The China Aid Society was organized by a group of progressive Koreans in the United States after Japan invaded China in 1937. It advocated anti-Japanese political action in the US, helped refugees from the Japanese invasion and supported Korean guerrilla action in China.

==History==

The society, later renamed the Society for Aid to the Korean Volunteer Corps in China, was founded in 1937.
It protested the Japanese military action and advocated anti-Japanese political activity in the US.
The China Aid Society helped Chinese refugees from the Japanese invasion and supported Korean guerrilla action in China against the Japanese.
The society changed its name to the Korean Volunteers Corps Aid Society in February 1941.
It was not run by the Communist Party USA, but supported the position of the Russian and Chinese Communists.

==Prominent members==

The Methodist clergyman Lee Kyungsun headed the China Aid Society, Korean Volunteers Corps Aid Society in China and American Branch of the Korean National Revolutionary Party, organizations that were in favor of armed action.
He later joined the American Communist Party, and in 1949 returned to North Korea.
The socialist Byun Jun-ho was one of the founders of the China Aid Society, and represented the New York branch at the Korean National Association.
Byun Jun-ho dedicated himself to the cause of armed resistance after the Korean Volunteers Corps Aid Society was established in 1940 in China, and from 1943 onward chaired the North America branch of the Korean National Revolutionary Party.

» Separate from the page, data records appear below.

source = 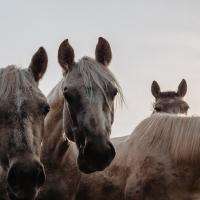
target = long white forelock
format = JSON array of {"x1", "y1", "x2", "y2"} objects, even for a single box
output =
[
  {"x1": 77, "y1": 56, "x2": 125, "y2": 108},
  {"x1": 0, "y1": 65, "x2": 37, "y2": 103},
  {"x1": 130, "y1": 113, "x2": 200, "y2": 165}
]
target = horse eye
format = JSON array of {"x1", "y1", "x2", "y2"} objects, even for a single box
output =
[
  {"x1": 185, "y1": 106, "x2": 189, "y2": 111},
  {"x1": 111, "y1": 89, "x2": 118, "y2": 99},
  {"x1": 44, "y1": 104, "x2": 50, "y2": 116},
  {"x1": 155, "y1": 107, "x2": 161, "y2": 112},
  {"x1": 63, "y1": 86, "x2": 68, "y2": 92},
  {"x1": 63, "y1": 90, "x2": 70, "y2": 100}
]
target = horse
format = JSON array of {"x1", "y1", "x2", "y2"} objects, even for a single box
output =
[
  {"x1": 151, "y1": 79, "x2": 189, "y2": 114},
  {"x1": 0, "y1": 47, "x2": 49, "y2": 200},
  {"x1": 36, "y1": 37, "x2": 124, "y2": 200},
  {"x1": 76, "y1": 113, "x2": 200, "y2": 200}
]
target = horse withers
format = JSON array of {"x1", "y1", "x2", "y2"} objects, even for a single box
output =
[{"x1": 0, "y1": 47, "x2": 49, "y2": 200}]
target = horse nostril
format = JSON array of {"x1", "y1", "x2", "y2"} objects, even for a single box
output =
[
  {"x1": 7, "y1": 167, "x2": 20, "y2": 189},
  {"x1": 108, "y1": 153, "x2": 113, "y2": 163},
  {"x1": 108, "y1": 143, "x2": 115, "y2": 163},
  {"x1": 36, "y1": 165, "x2": 46, "y2": 188}
]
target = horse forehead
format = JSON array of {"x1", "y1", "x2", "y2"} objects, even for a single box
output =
[
  {"x1": 2, "y1": 91, "x2": 45, "y2": 115},
  {"x1": 15, "y1": 94, "x2": 26, "y2": 112},
  {"x1": 168, "y1": 99, "x2": 175, "y2": 103},
  {"x1": 157, "y1": 97, "x2": 184, "y2": 105},
  {"x1": 65, "y1": 66, "x2": 82, "y2": 81}
]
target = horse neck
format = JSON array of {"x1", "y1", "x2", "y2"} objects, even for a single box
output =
[
  {"x1": 111, "y1": 133, "x2": 141, "y2": 166},
  {"x1": 41, "y1": 80, "x2": 71, "y2": 168}
]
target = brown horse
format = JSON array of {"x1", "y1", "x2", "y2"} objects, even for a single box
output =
[
  {"x1": 36, "y1": 37, "x2": 124, "y2": 200},
  {"x1": 0, "y1": 47, "x2": 49, "y2": 200},
  {"x1": 76, "y1": 113, "x2": 200, "y2": 200},
  {"x1": 151, "y1": 79, "x2": 189, "y2": 114}
]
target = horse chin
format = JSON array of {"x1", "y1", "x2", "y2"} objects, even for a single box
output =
[
  {"x1": 77, "y1": 153, "x2": 96, "y2": 174},
  {"x1": 7, "y1": 186, "x2": 34, "y2": 200}
]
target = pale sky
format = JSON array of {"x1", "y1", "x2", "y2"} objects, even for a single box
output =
[{"x1": 1, "y1": 0, "x2": 200, "y2": 137}]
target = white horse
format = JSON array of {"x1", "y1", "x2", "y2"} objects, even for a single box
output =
[
  {"x1": 36, "y1": 37, "x2": 124, "y2": 200},
  {"x1": 76, "y1": 113, "x2": 200, "y2": 200}
]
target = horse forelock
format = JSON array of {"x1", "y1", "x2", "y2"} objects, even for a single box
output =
[
  {"x1": 0, "y1": 65, "x2": 37, "y2": 103},
  {"x1": 159, "y1": 91, "x2": 179, "y2": 98},
  {"x1": 130, "y1": 113, "x2": 200, "y2": 165},
  {"x1": 77, "y1": 56, "x2": 125, "y2": 108},
  {"x1": 47, "y1": 57, "x2": 125, "y2": 111}
]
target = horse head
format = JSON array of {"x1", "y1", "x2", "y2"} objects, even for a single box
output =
[
  {"x1": 58, "y1": 37, "x2": 123, "y2": 173},
  {"x1": 0, "y1": 47, "x2": 49, "y2": 200},
  {"x1": 151, "y1": 79, "x2": 189, "y2": 114}
]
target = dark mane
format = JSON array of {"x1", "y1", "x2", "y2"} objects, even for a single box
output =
[{"x1": 160, "y1": 91, "x2": 179, "y2": 98}]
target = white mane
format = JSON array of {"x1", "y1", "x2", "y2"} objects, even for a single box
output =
[
  {"x1": 129, "y1": 113, "x2": 200, "y2": 165},
  {"x1": 77, "y1": 56, "x2": 125, "y2": 107},
  {"x1": 47, "y1": 79, "x2": 64, "y2": 110}
]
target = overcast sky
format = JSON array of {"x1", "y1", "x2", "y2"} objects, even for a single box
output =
[{"x1": 1, "y1": 0, "x2": 200, "y2": 137}]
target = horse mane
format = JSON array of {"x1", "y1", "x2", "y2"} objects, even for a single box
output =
[
  {"x1": 129, "y1": 113, "x2": 200, "y2": 165},
  {"x1": 0, "y1": 65, "x2": 37, "y2": 102},
  {"x1": 47, "y1": 79, "x2": 64, "y2": 110},
  {"x1": 77, "y1": 56, "x2": 125, "y2": 107},
  {"x1": 159, "y1": 91, "x2": 179, "y2": 98}
]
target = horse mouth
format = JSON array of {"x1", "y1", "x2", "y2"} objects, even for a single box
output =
[
  {"x1": 77, "y1": 151, "x2": 96, "y2": 174},
  {"x1": 7, "y1": 186, "x2": 33, "y2": 200},
  {"x1": 77, "y1": 140, "x2": 115, "y2": 173}
]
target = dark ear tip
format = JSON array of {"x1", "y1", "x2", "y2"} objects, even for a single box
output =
[
  {"x1": 61, "y1": 39, "x2": 69, "y2": 45},
  {"x1": 98, "y1": 37, "x2": 107, "y2": 42},
  {"x1": 98, "y1": 37, "x2": 104, "y2": 40},
  {"x1": 37, "y1": 47, "x2": 47, "y2": 55},
  {"x1": 182, "y1": 79, "x2": 186, "y2": 83},
  {"x1": 152, "y1": 80, "x2": 157, "y2": 85},
  {"x1": 38, "y1": 46, "x2": 45, "y2": 51},
  {"x1": 59, "y1": 39, "x2": 72, "y2": 51}
]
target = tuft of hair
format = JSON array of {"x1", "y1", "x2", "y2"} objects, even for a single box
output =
[
  {"x1": 130, "y1": 113, "x2": 200, "y2": 165},
  {"x1": 0, "y1": 65, "x2": 37, "y2": 103},
  {"x1": 77, "y1": 56, "x2": 125, "y2": 108},
  {"x1": 159, "y1": 91, "x2": 179, "y2": 98}
]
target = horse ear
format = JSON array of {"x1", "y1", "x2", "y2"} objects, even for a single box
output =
[
  {"x1": 29, "y1": 47, "x2": 48, "y2": 82},
  {"x1": 177, "y1": 79, "x2": 187, "y2": 97},
  {"x1": 95, "y1": 37, "x2": 112, "y2": 67},
  {"x1": 151, "y1": 81, "x2": 161, "y2": 99},
  {"x1": 58, "y1": 39, "x2": 75, "y2": 73}
]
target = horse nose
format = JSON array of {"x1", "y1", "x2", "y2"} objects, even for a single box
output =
[
  {"x1": 35, "y1": 164, "x2": 46, "y2": 187},
  {"x1": 7, "y1": 162, "x2": 46, "y2": 199},
  {"x1": 107, "y1": 143, "x2": 115, "y2": 163},
  {"x1": 84, "y1": 141, "x2": 116, "y2": 171}
]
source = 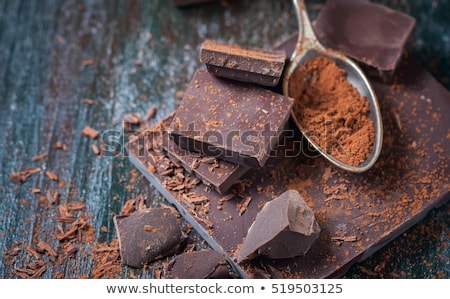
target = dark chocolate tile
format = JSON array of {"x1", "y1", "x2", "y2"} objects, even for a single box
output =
[
  {"x1": 314, "y1": 0, "x2": 416, "y2": 80},
  {"x1": 200, "y1": 39, "x2": 286, "y2": 87},
  {"x1": 114, "y1": 208, "x2": 186, "y2": 268},
  {"x1": 164, "y1": 249, "x2": 232, "y2": 278},
  {"x1": 169, "y1": 69, "x2": 294, "y2": 168}
]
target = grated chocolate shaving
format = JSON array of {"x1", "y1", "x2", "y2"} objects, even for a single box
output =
[{"x1": 10, "y1": 167, "x2": 41, "y2": 185}]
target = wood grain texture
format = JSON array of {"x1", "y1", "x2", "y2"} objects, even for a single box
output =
[{"x1": 0, "y1": 0, "x2": 448, "y2": 278}]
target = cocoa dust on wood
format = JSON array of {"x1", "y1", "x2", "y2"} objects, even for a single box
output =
[{"x1": 289, "y1": 56, "x2": 375, "y2": 166}]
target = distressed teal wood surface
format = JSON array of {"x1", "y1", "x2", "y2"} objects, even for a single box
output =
[{"x1": 0, "y1": 0, "x2": 448, "y2": 278}]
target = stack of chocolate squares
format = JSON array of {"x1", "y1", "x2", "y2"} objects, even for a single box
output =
[{"x1": 167, "y1": 39, "x2": 292, "y2": 191}]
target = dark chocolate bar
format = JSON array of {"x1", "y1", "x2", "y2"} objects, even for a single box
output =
[
  {"x1": 169, "y1": 69, "x2": 294, "y2": 168},
  {"x1": 164, "y1": 249, "x2": 233, "y2": 279},
  {"x1": 128, "y1": 57, "x2": 450, "y2": 278},
  {"x1": 313, "y1": 0, "x2": 416, "y2": 81},
  {"x1": 200, "y1": 39, "x2": 286, "y2": 87},
  {"x1": 236, "y1": 190, "x2": 320, "y2": 262},
  {"x1": 113, "y1": 208, "x2": 186, "y2": 268}
]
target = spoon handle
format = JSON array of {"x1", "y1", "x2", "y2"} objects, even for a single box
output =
[{"x1": 292, "y1": 0, "x2": 323, "y2": 57}]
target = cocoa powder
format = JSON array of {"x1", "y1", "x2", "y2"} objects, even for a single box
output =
[{"x1": 289, "y1": 55, "x2": 375, "y2": 166}]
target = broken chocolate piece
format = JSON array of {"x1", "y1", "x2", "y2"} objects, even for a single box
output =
[
  {"x1": 113, "y1": 208, "x2": 186, "y2": 268},
  {"x1": 165, "y1": 138, "x2": 248, "y2": 195},
  {"x1": 164, "y1": 249, "x2": 232, "y2": 279},
  {"x1": 235, "y1": 190, "x2": 320, "y2": 262},
  {"x1": 313, "y1": 0, "x2": 415, "y2": 81},
  {"x1": 169, "y1": 69, "x2": 294, "y2": 168},
  {"x1": 200, "y1": 39, "x2": 286, "y2": 87}
]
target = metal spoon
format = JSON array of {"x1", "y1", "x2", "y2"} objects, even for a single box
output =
[{"x1": 283, "y1": 0, "x2": 383, "y2": 173}]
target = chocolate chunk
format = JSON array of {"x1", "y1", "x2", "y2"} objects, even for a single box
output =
[
  {"x1": 113, "y1": 208, "x2": 186, "y2": 268},
  {"x1": 313, "y1": 0, "x2": 415, "y2": 81},
  {"x1": 200, "y1": 39, "x2": 286, "y2": 87},
  {"x1": 235, "y1": 190, "x2": 320, "y2": 262},
  {"x1": 165, "y1": 138, "x2": 248, "y2": 195},
  {"x1": 164, "y1": 249, "x2": 232, "y2": 279},
  {"x1": 169, "y1": 69, "x2": 294, "y2": 168}
]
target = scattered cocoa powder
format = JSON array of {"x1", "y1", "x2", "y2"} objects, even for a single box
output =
[{"x1": 289, "y1": 56, "x2": 375, "y2": 166}]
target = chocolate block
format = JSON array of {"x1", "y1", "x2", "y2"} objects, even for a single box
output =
[
  {"x1": 165, "y1": 249, "x2": 232, "y2": 279},
  {"x1": 113, "y1": 208, "x2": 186, "y2": 268},
  {"x1": 313, "y1": 0, "x2": 415, "y2": 81},
  {"x1": 169, "y1": 69, "x2": 294, "y2": 168},
  {"x1": 128, "y1": 56, "x2": 450, "y2": 278},
  {"x1": 165, "y1": 138, "x2": 249, "y2": 195},
  {"x1": 236, "y1": 190, "x2": 320, "y2": 262},
  {"x1": 200, "y1": 39, "x2": 286, "y2": 86}
]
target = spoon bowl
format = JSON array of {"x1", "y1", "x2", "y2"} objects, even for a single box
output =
[{"x1": 283, "y1": 0, "x2": 383, "y2": 173}]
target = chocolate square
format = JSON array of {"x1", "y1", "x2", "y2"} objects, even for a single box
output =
[
  {"x1": 200, "y1": 39, "x2": 286, "y2": 87},
  {"x1": 169, "y1": 69, "x2": 294, "y2": 168},
  {"x1": 313, "y1": 0, "x2": 416, "y2": 80}
]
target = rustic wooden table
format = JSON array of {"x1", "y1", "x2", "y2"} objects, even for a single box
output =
[{"x1": 0, "y1": 0, "x2": 448, "y2": 279}]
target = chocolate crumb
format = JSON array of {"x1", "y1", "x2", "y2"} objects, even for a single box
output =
[
  {"x1": 32, "y1": 153, "x2": 48, "y2": 162},
  {"x1": 123, "y1": 113, "x2": 142, "y2": 125},
  {"x1": 37, "y1": 241, "x2": 58, "y2": 258},
  {"x1": 45, "y1": 171, "x2": 59, "y2": 181},
  {"x1": 238, "y1": 196, "x2": 252, "y2": 216},
  {"x1": 53, "y1": 141, "x2": 67, "y2": 151},
  {"x1": 82, "y1": 59, "x2": 94, "y2": 66},
  {"x1": 144, "y1": 225, "x2": 156, "y2": 232},
  {"x1": 145, "y1": 106, "x2": 158, "y2": 122},
  {"x1": 83, "y1": 98, "x2": 95, "y2": 105},
  {"x1": 12, "y1": 261, "x2": 47, "y2": 279},
  {"x1": 81, "y1": 126, "x2": 100, "y2": 139},
  {"x1": 46, "y1": 189, "x2": 60, "y2": 205},
  {"x1": 91, "y1": 143, "x2": 101, "y2": 155},
  {"x1": 331, "y1": 236, "x2": 358, "y2": 242},
  {"x1": 10, "y1": 167, "x2": 41, "y2": 185}
]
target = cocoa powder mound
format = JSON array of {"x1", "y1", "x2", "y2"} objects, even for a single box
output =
[{"x1": 289, "y1": 55, "x2": 375, "y2": 166}]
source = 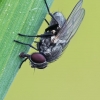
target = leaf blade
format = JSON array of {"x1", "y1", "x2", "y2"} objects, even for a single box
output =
[{"x1": 0, "y1": 0, "x2": 54, "y2": 99}]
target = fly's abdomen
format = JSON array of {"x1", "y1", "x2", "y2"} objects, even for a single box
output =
[{"x1": 50, "y1": 12, "x2": 66, "y2": 27}]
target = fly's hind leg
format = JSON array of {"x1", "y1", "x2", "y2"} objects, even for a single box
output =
[
  {"x1": 44, "y1": 0, "x2": 58, "y2": 25},
  {"x1": 45, "y1": 19, "x2": 49, "y2": 25}
]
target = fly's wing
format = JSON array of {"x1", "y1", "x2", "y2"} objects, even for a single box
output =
[
  {"x1": 58, "y1": 0, "x2": 85, "y2": 49},
  {"x1": 67, "y1": 0, "x2": 84, "y2": 24},
  {"x1": 47, "y1": 0, "x2": 85, "y2": 62}
]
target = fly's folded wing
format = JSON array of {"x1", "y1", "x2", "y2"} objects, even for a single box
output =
[
  {"x1": 46, "y1": 0, "x2": 85, "y2": 62},
  {"x1": 58, "y1": 0, "x2": 85, "y2": 49}
]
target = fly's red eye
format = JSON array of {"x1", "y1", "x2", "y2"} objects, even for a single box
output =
[{"x1": 31, "y1": 53, "x2": 46, "y2": 63}]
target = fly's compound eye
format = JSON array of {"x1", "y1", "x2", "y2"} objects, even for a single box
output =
[
  {"x1": 30, "y1": 53, "x2": 48, "y2": 69},
  {"x1": 31, "y1": 53, "x2": 46, "y2": 63}
]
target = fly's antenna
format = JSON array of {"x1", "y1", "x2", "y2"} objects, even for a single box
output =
[{"x1": 32, "y1": 68, "x2": 36, "y2": 76}]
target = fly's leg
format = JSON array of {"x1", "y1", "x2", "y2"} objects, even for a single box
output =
[
  {"x1": 18, "y1": 52, "x2": 30, "y2": 68},
  {"x1": 19, "y1": 58, "x2": 28, "y2": 68},
  {"x1": 18, "y1": 33, "x2": 53, "y2": 37},
  {"x1": 45, "y1": 19, "x2": 49, "y2": 25},
  {"x1": 44, "y1": 0, "x2": 61, "y2": 33},
  {"x1": 19, "y1": 52, "x2": 30, "y2": 58},
  {"x1": 44, "y1": 0, "x2": 59, "y2": 25},
  {"x1": 14, "y1": 40, "x2": 38, "y2": 51}
]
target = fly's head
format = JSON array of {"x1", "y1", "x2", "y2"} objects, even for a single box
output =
[
  {"x1": 19, "y1": 52, "x2": 48, "y2": 69},
  {"x1": 30, "y1": 52, "x2": 48, "y2": 69}
]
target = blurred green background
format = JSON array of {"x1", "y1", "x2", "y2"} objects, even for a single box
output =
[{"x1": 5, "y1": 0, "x2": 100, "y2": 100}]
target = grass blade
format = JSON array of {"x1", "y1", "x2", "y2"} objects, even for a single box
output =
[{"x1": 0, "y1": 0, "x2": 53, "y2": 99}]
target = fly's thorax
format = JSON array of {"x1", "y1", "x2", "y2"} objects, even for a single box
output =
[{"x1": 29, "y1": 52, "x2": 48, "y2": 69}]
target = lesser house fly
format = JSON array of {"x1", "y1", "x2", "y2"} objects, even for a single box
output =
[{"x1": 14, "y1": 0, "x2": 85, "y2": 69}]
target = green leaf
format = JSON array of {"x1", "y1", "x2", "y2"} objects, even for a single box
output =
[{"x1": 0, "y1": 0, "x2": 53, "y2": 99}]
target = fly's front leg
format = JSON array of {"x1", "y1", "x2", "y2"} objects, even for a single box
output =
[
  {"x1": 18, "y1": 33, "x2": 45, "y2": 37},
  {"x1": 19, "y1": 58, "x2": 28, "y2": 68},
  {"x1": 19, "y1": 52, "x2": 30, "y2": 68}
]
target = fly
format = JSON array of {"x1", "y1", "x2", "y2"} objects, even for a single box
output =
[{"x1": 14, "y1": 0, "x2": 85, "y2": 69}]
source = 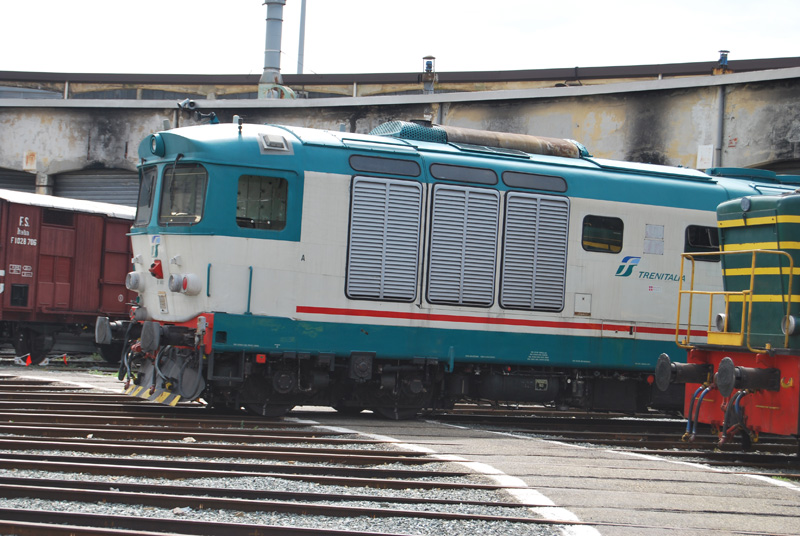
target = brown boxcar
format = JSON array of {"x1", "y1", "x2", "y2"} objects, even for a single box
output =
[{"x1": 0, "y1": 189, "x2": 135, "y2": 364}]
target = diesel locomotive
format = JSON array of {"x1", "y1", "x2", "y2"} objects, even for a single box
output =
[
  {"x1": 97, "y1": 119, "x2": 798, "y2": 418},
  {"x1": 657, "y1": 185, "x2": 800, "y2": 445}
]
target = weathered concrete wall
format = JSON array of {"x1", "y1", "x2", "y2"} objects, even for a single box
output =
[
  {"x1": 724, "y1": 78, "x2": 800, "y2": 166},
  {"x1": 0, "y1": 108, "x2": 169, "y2": 174},
  {"x1": 436, "y1": 77, "x2": 800, "y2": 170},
  {"x1": 1, "y1": 67, "x2": 799, "y2": 186}
]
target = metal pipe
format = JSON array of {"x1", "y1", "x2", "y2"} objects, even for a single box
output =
[
  {"x1": 260, "y1": 0, "x2": 286, "y2": 87},
  {"x1": 714, "y1": 85, "x2": 725, "y2": 166},
  {"x1": 206, "y1": 263, "x2": 212, "y2": 297},
  {"x1": 246, "y1": 266, "x2": 253, "y2": 315},
  {"x1": 297, "y1": 0, "x2": 306, "y2": 74}
]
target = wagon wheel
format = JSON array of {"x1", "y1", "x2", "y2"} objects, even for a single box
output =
[{"x1": 13, "y1": 328, "x2": 54, "y2": 366}]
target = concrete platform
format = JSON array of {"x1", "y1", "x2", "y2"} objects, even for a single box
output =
[
  {"x1": 317, "y1": 415, "x2": 800, "y2": 536},
  {"x1": 4, "y1": 365, "x2": 799, "y2": 536}
]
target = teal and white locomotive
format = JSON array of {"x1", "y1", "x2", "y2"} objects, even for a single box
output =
[{"x1": 97, "y1": 119, "x2": 798, "y2": 418}]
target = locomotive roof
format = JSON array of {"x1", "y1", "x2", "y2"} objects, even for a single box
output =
[
  {"x1": 0, "y1": 188, "x2": 135, "y2": 220},
  {"x1": 138, "y1": 122, "x2": 797, "y2": 207}
]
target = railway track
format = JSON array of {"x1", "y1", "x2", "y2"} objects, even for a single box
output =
[
  {"x1": 3, "y1": 368, "x2": 798, "y2": 535},
  {"x1": 428, "y1": 406, "x2": 800, "y2": 478},
  {"x1": 0, "y1": 371, "x2": 577, "y2": 536}
]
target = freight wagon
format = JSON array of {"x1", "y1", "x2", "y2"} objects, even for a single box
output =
[{"x1": 0, "y1": 189, "x2": 135, "y2": 364}]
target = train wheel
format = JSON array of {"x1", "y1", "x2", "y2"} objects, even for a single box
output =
[
  {"x1": 98, "y1": 342, "x2": 124, "y2": 364},
  {"x1": 243, "y1": 402, "x2": 294, "y2": 418},
  {"x1": 13, "y1": 328, "x2": 54, "y2": 366},
  {"x1": 369, "y1": 372, "x2": 432, "y2": 420},
  {"x1": 333, "y1": 405, "x2": 365, "y2": 415},
  {"x1": 240, "y1": 374, "x2": 294, "y2": 418},
  {"x1": 372, "y1": 405, "x2": 422, "y2": 420}
]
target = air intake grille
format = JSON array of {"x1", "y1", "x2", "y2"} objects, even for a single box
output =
[{"x1": 369, "y1": 121, "x2": 447, "y2": 143}]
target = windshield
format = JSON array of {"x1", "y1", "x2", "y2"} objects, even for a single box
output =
[
  {"x1": 158, "y1": 163, "x2": 208, "y2": 226},
  {"x1": 134, "y1": 166, "x2": 157, "y2": 227}
]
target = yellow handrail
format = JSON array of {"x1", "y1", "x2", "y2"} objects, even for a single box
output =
[{"x1": 676, "y1": 249, "x2": 795, "y2": 353}]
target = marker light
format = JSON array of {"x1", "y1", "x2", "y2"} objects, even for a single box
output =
[
  {"x1": 168, "y1": 273, "x2": 183, "y2": 293},
  {"x1": 782, "y1": 315, "x2": 797, "y2": 335},
  {"x1": 167, "y1": 273, "x2": 202, "y2": 296},
  {"x1": 126, "y1": 272, "x2": 147, "y2": 292},
  {"x1": 181, "y1": 273, "x2": 202, "y2": 296}
]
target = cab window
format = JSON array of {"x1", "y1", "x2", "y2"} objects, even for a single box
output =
[
  {"x1": 685, "y1": 225, "x2": 720, "y2": 262},
  {"x1": 134, "y1": 166, "x2": 157, "y2": 227},
  {"x1": 236, "y1": 175, "x2": 288, "y2": 230},
  {"x1": 158, "y1": 164, "x2": 208, "y2": 226},
  {"x1": 582, "y1": 215, "x2": 623, "y2": 253}
]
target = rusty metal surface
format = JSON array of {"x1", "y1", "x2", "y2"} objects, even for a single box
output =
[{"x1": 439, "y1": 124, "x2": 580, "y2": 158}]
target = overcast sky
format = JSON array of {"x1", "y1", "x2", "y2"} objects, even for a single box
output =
[{"x1": 4, "y1": 0, "x2": 800, "y2": 75}]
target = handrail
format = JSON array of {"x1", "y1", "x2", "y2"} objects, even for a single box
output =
[{"x1": 676, "y1": 249, "x2": 795, "y2": 353}]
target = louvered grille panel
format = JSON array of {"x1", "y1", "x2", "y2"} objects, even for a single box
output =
[
  {"x1": 501, "y1": 193, "x2": 569, "y2": 311},
  {"x1": 429, "y1": 186, "x2": 499, "y2": 306},
  {"x1": 347, "y1": 177, "x2": 422, "y2": 301}
]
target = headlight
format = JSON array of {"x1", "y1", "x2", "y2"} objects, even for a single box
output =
[
  {"x1": 125, "y1": 271, "x2": 146, "y2": 292},
  {"x1": 714, "y1": 313, "x2": 727, "y2": 332},
  {"x1": 150, "y1": 134, "x2": 165, "y2": 156}
]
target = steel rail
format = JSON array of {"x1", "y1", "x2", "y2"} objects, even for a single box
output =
[
  {"x1": 0, "y1": 520, "x2": 183, "y2": 536},
  {"x1": 0, "y1": 410, "x2": 315, "y2": 429},
  {"x1": 507, "y1": 432, "x2": 800, "y2": 455},
  {"x1": 0, "y1": 391, "x2": 135, "y2": 401},
  {"x1": 0, "y1": 451, "x2": 467, "y2": 479},
  {"x1": 0, "y1": 493, "x2": 792, "y2": 536},
  {"x1": 0, "y1": 437, "x2": 436, "y2": 465},
  {"x1": 0, "y1": 475, "x2": 539, "y2": 509},
  {"x1": 0, "y1": 483, "x2": 551, "y2": 525},
  {"x1": 0, "y1": 400, "x2": 198, "y2": 413},
  {"x1": 0, "y1": 509, "x2": 409, "y2": 536},
  {"x1": 0, "y1": 455, "x2": 483, "y2": 490},
  {"x1": 0, "y1": 422, "x2": 387, "y2": 445}
]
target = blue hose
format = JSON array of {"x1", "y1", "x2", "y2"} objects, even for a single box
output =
[
  {"x1": 691, "y1": 386, "x2": 712, "y2": 436},
  {"x1": 735, "y1": 390, "x2": 748, "y2": 416},
  {"x1": 685, "y1": 385, "x2": 706, "y2": 434}
]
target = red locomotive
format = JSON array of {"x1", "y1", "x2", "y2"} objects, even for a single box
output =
[{"x1": 0, "y1": 189, "x2": 134, "y2": 364}]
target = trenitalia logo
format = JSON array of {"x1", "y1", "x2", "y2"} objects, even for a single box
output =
[{"x1": 615, "y1": 256, "x2": 641, "y2": 277}]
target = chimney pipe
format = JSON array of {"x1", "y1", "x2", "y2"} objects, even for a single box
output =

Irvin E. Cline was secretary of the China Aid Society in Los Angeles.
He was among those who petitioned Mexican president Lázaro Cárdenas to admit the exiled Japanese Marxist theatre director Seki Sano.
The mathematician Norbert Wiener became a member of the China Aid Society.
He was interested in placing scholars such as Yuk-Wing Lee who had lost their positions.
The businessman and left-wing journal editor Philip Jaffe was also associated with the society.
Harold Winston Rhodes was president of the China Aid Society in New Zealand during the war.